Book launch of "Bridging Cultural Concepts of Nature" (HUP) – first book in the new HCAS book series AHEAD

The new HCAS book series is launched at the Helsinki Collegium on April 7 at 5:00 pm with Andersson, Cothran & Kekki (eds.) Bridging Cultural Concepts of Nature: Indigenous People and Protected Spaces of Nature (Helsinki University Press)

Venue: Helsinki Collegium for Advanced Studies, Fabianinkatu 24 A, 3rd floor

Time: Thursday April 7, 2022, at 5:00 pm 




5:00 pm Welcome and Introduction to the AHEAD series by the Series Editor Hanne Appelqvist (HCAS) and Managing Editor Anna-Mari Vesterinen (HUP)

5:10 pm Editors' notes:

  • Rani-Henrik Andersson: How and why this book came about
  • Saara Kekki: Introducing the book
  • Boyd Cothran: The changing paradigms of nature conservation and Indigenous people

5:20 pm Comments by Professor Reetta Toivanen

5:40 pm Drinks & canapés


Book description:


For generations Indigenous peoples have suffered from dispossession, treaty violations of hunting and fishing rights, and the loss of sacred places at the hands of national parks and other protected spaces of nature around the world.

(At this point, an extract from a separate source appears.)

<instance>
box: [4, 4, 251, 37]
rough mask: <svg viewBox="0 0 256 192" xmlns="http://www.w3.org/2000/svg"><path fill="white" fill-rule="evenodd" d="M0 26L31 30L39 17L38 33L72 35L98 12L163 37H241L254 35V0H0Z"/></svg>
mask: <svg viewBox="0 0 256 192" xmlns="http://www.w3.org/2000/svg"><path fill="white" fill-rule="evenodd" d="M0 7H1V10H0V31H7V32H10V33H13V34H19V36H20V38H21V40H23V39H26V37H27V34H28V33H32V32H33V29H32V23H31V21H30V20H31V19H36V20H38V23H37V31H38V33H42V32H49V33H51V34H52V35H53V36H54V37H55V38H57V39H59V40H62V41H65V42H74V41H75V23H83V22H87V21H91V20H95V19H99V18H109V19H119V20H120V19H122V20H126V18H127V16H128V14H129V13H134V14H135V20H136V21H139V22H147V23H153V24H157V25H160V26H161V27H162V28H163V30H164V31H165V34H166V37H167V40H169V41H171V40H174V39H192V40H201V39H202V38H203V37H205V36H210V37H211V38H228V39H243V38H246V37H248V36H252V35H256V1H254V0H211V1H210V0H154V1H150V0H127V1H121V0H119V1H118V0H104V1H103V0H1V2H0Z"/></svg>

In recent years, Indigenous communities and practitioners, such as park rangers and educators, working alongside non-native policymakers, park administrators, and NGOs, have found productive ways to engage with and in national parks and similar places. Bridging Cultural Concepts of Nature brings together anthropologists and archeologists, historians, linguists, policy experts, and communications scholars to discuss these differing views and presents a compelling case for the possibility of more productive discussions on the environment, sustainability, and nature protection.

Drawing on case studies from Scandinavia to Latin America and North America to New Zealand, Bridging Cultural Concepts of Nature challenges the old paradigm that Indigenous peoples are not included in the conservation and protection of natural areas and instead calls for the incorporation of Indigenous voices into this debate. It offers a global perspective on the social, cultural, economic, and environmental challenges facing Indigenous peoples and their governmental and NGO counterparts in the co-management of the planet’s vital and precious preserved spaces of nature.